Plaintiffs seek to claim dormant wallets tied to Satoshi Nakamoto under abandoned-property statute
A New York court is being asked to declare some of Bitcoin’s oldest dormant wallets, including addresses tied to the cryptocurrency’s creator, as lost property valued at less than $10 each, according to a lawsuit filed by pseudonymous plaintiff Noah Doe and two Wyoming entities, ABC Company and XYZ Company.
The case names 39,069 Bitcoin addresses as defendants. Those addresses hold approximately 3.8 million BTC, roughly 18% of Bitcoin’s 21 million total supply. At current market prices, Galaxy Digital estimates the holdings are worth $293.5 billion, with an average address value of $7.5 million and a median of $3.86 million.

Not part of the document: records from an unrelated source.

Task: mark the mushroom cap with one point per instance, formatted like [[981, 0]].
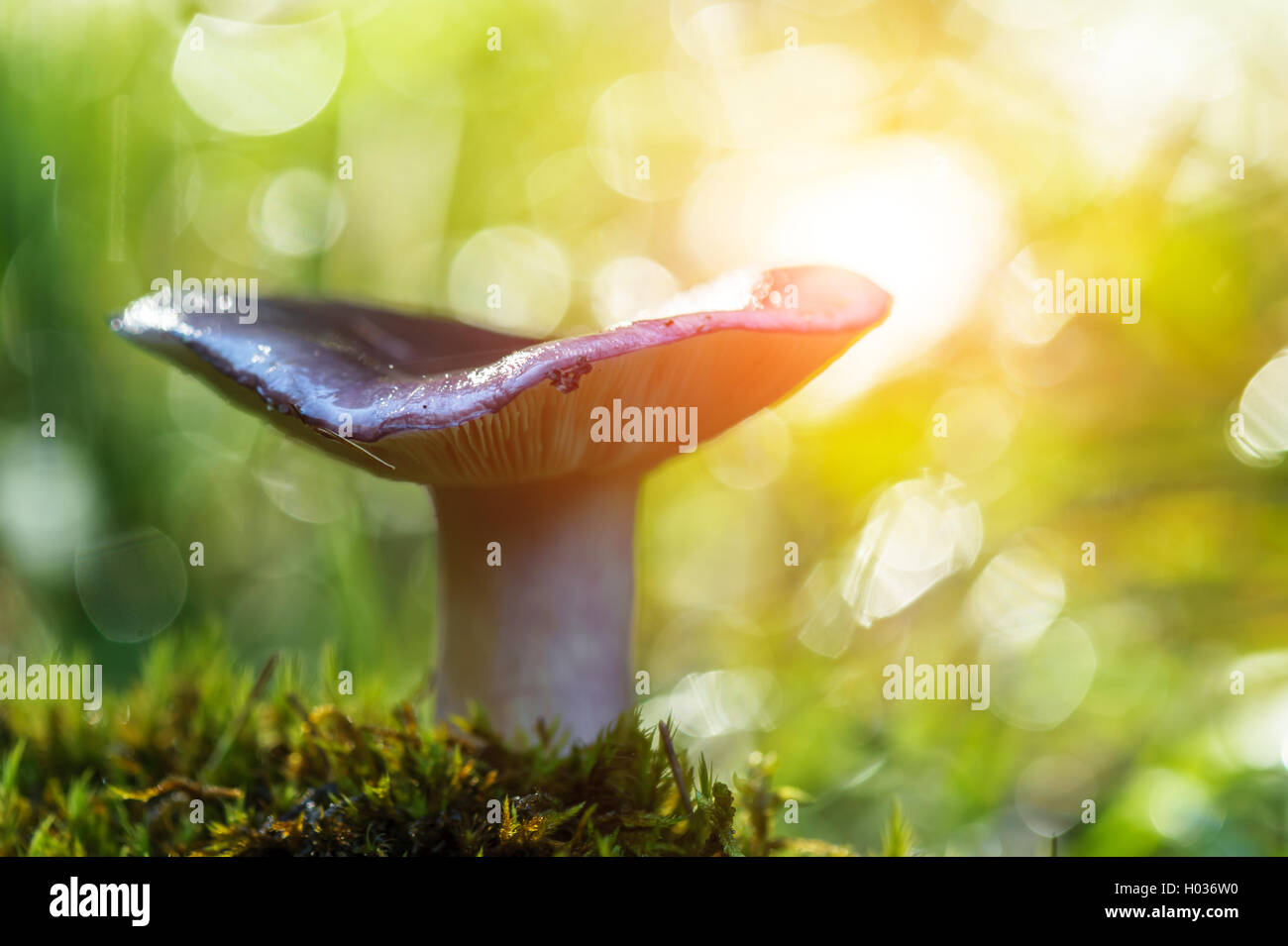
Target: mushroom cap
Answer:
[[437, 402]]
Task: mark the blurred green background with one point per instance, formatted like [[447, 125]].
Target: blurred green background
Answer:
[[940, 481]]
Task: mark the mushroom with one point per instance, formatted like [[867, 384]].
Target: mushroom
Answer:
[[533, 451]]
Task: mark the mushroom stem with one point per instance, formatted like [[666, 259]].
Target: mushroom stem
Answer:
[[539, 624]]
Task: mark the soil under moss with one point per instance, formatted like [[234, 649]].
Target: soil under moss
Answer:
[[196, 761]]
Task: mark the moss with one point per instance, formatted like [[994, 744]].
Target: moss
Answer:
[[200, 760]]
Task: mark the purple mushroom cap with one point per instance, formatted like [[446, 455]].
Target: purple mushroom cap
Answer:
[[535, 510]]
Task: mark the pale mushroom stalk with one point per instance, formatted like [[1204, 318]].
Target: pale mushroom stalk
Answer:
[[535, 515], [541, 623]]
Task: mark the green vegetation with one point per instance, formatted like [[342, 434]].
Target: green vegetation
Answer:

Plaintiffs value each address at under $10, citing unavailable private keys. The strategy leverages New York’s Personal Property Law Article 7-B, which allows finders of lost property to claim title after a required holding period if no owner appears. New York law provides an expedited path for property worth less than $10 when reasonable efforts to locate the owner have failed.
The defendant set includes 21,923 addresses matching the Patoshi pattern, early-mined wallets long associated with Satoshi Nakamoto. These addresses hold 1.096 million Bitcoin. The lawsuit also names a wallet holding 79,957 BTC linked to the 2011 Mt. Gox breach, as well as a burn address holding 2,131 BTC designed so no owner could move funds.
Plaintiffs conducted an on-chain notice campaign using OP_RETURN messages, a press release, and a claim window after placing address lists on USB drives at New York Police Department’s 17th Precinct. Salomon Brothers, an entity serving as representative, issued legal notices via OP_RETURN in 2025 with a 90-day response window. Hundreds of addresses moved coins after the campaign and were excluded from the lawsuit; silent addresses became the defendant set.
Justice Kathy J. King is hearing the case. Plaintiff obtained permission to proceed under pseudonym, citing threat of physical violence or kidnapping.
A favorable judgment would not immediately move coins but would serve as “cloud on title,” usable to freeze accounts if owners move Bitcoin to regulated exchanges or custodians.
The case presents multiple technical and legal conflicts. Satoshi-linked wallets have been extensively studied and monitored by researchers and analysts, contradicting the plaintiffs’ obscurity assumption. The Mt. Gox-linked wallet is widely recognized as stolen or contested property rather than abandoned. The burn address cannot be spent from by design, creating a technical impossibility for an abandonment claim.
Many defendant addresses last moved coins between 2009 and 2013. The dormancy spans over a decade, forming the basis of the abandonment argument under New York law.